4. Strengthen Institutions and Reduce Corruption
Weak institutions are one of the main reasons resource wealth is wasted.
Governments need transparency, accountability, strong public finance systems, and anti-corruption rules. Resource revenues should be tracked and invested in public goods, not captured by elites.
Strong institutions are what separate successful resource-rich countries from failed ones.
5. Improve the Business Environment
Diversification requires private-sector growth.
Governments should make it easier to start and grow businesses. This includes simpler regulations, better access to finance, reliable courts, property rights, and predictable tax systems.
Industrial policy can help, but it must support competitive firms rather than protect inefficient companies forever.
6. Use Resource Projects to Support the Wider Economy
Oil fields, mines, ports, and railways should not operate as isolated enclaves.
Infrastructure built for resource extraction should also support agriculture, manufacturing, trade, and local communities whenever possible.
This makes the resource sector part of national development rather than a separate island inside the economy.
7. Move Toward Economic Complexity
Long-term prosperity depends on producing more complex goods and services.
Countries should invest in technology, research, engineering, technical education, and industries that help workers and firms upgrade over time.
The goal is not just to produce more.
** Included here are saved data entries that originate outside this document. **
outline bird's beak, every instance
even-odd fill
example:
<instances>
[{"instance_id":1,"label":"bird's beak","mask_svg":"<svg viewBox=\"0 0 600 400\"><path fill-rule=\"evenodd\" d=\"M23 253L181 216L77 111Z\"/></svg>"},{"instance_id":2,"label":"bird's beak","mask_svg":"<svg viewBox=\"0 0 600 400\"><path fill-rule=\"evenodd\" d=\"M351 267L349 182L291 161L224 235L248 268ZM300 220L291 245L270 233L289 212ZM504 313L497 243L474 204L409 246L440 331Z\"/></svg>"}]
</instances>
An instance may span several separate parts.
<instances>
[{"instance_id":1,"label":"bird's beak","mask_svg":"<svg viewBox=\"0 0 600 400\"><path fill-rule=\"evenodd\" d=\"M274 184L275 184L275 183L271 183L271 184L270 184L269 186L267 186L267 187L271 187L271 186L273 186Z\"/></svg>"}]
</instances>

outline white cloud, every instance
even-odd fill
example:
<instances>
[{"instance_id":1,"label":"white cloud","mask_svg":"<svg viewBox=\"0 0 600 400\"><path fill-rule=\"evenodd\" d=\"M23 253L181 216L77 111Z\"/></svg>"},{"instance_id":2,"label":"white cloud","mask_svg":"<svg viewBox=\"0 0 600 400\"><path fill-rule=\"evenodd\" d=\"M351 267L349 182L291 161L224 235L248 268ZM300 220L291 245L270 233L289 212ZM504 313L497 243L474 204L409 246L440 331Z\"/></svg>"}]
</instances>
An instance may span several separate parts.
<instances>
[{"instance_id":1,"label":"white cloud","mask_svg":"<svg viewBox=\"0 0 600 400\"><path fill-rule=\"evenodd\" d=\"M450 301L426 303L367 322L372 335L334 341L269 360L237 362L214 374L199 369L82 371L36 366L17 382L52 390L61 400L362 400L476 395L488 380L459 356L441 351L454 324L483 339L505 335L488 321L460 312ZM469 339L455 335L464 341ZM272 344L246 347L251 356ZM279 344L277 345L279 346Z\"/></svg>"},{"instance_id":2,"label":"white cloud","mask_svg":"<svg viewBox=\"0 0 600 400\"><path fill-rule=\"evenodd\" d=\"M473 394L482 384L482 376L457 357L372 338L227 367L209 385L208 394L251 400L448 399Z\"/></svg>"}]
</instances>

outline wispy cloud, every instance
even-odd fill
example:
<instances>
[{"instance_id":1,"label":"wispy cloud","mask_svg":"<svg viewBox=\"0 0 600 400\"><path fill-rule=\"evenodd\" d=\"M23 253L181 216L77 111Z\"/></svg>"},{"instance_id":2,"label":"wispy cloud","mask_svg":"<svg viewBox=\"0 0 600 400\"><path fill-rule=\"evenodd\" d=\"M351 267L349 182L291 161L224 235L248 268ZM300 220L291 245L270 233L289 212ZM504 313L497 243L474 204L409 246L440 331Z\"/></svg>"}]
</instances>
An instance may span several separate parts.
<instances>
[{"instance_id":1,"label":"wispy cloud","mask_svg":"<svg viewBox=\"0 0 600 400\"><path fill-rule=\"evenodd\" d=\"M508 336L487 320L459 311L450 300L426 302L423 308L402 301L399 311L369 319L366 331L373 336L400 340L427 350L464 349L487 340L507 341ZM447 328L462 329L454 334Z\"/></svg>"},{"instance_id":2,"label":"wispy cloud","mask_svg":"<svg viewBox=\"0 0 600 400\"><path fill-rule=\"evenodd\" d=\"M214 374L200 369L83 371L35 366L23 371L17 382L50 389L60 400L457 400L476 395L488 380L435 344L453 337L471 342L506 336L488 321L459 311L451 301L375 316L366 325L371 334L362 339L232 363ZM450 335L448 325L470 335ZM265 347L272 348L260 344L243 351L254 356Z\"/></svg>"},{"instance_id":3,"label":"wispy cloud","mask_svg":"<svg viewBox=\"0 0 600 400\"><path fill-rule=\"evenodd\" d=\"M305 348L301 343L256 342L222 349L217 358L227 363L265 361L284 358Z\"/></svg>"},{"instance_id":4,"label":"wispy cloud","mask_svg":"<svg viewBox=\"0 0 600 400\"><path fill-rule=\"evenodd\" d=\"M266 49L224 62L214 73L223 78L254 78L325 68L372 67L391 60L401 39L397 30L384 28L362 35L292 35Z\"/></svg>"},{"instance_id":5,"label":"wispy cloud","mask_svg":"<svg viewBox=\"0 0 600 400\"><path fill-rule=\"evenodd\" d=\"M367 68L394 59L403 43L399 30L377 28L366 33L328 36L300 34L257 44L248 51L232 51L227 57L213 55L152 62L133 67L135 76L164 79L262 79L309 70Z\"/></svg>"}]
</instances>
The goal is to produce more sophisticated products that create higher wages and stronger global competitiveness.
Conclusion
The evidence from the past 50 years is clear: countries that build industries and diversify their economies usually achieve stronger and more stable development than countries that depend mainly on exporting natural resources.
Manufacturing creates jobs, raises productivity, supports infrastructure, improves skills, and helps countries move into higher-value activities. Natural resources can bring wealth, but that wealth does not automatically create broad prosperity.
Nigeria shows the danger of depending too heavily on oil. Mauritius shows the power of diversification. Botswana shows that resource wealth can work when institutions are strong. Saudi Arabia shows why even rich oil exporters need diversification. Turkey shows how manufacturing can support employment and exports. The UAE shows how resource wealth can be used to build new sectors.
The main lesson is simple:
Natural resources should be used as a foundation for diversification, not as a substitute for it.
Countries that invest in people, infrastructure, manufacturing, institutions, and innovation are more likely to achieve long-term growth. Countries that remain dependent on raw exports risk slower growth, fewer jobs, and greater vulnerability to global price shocks.
For Africa, the Middle East, and other resource-rich regions, the path forward is not just to extract more. It is to build more, produce more, process more, and create economies that can thrive beyond natural resources.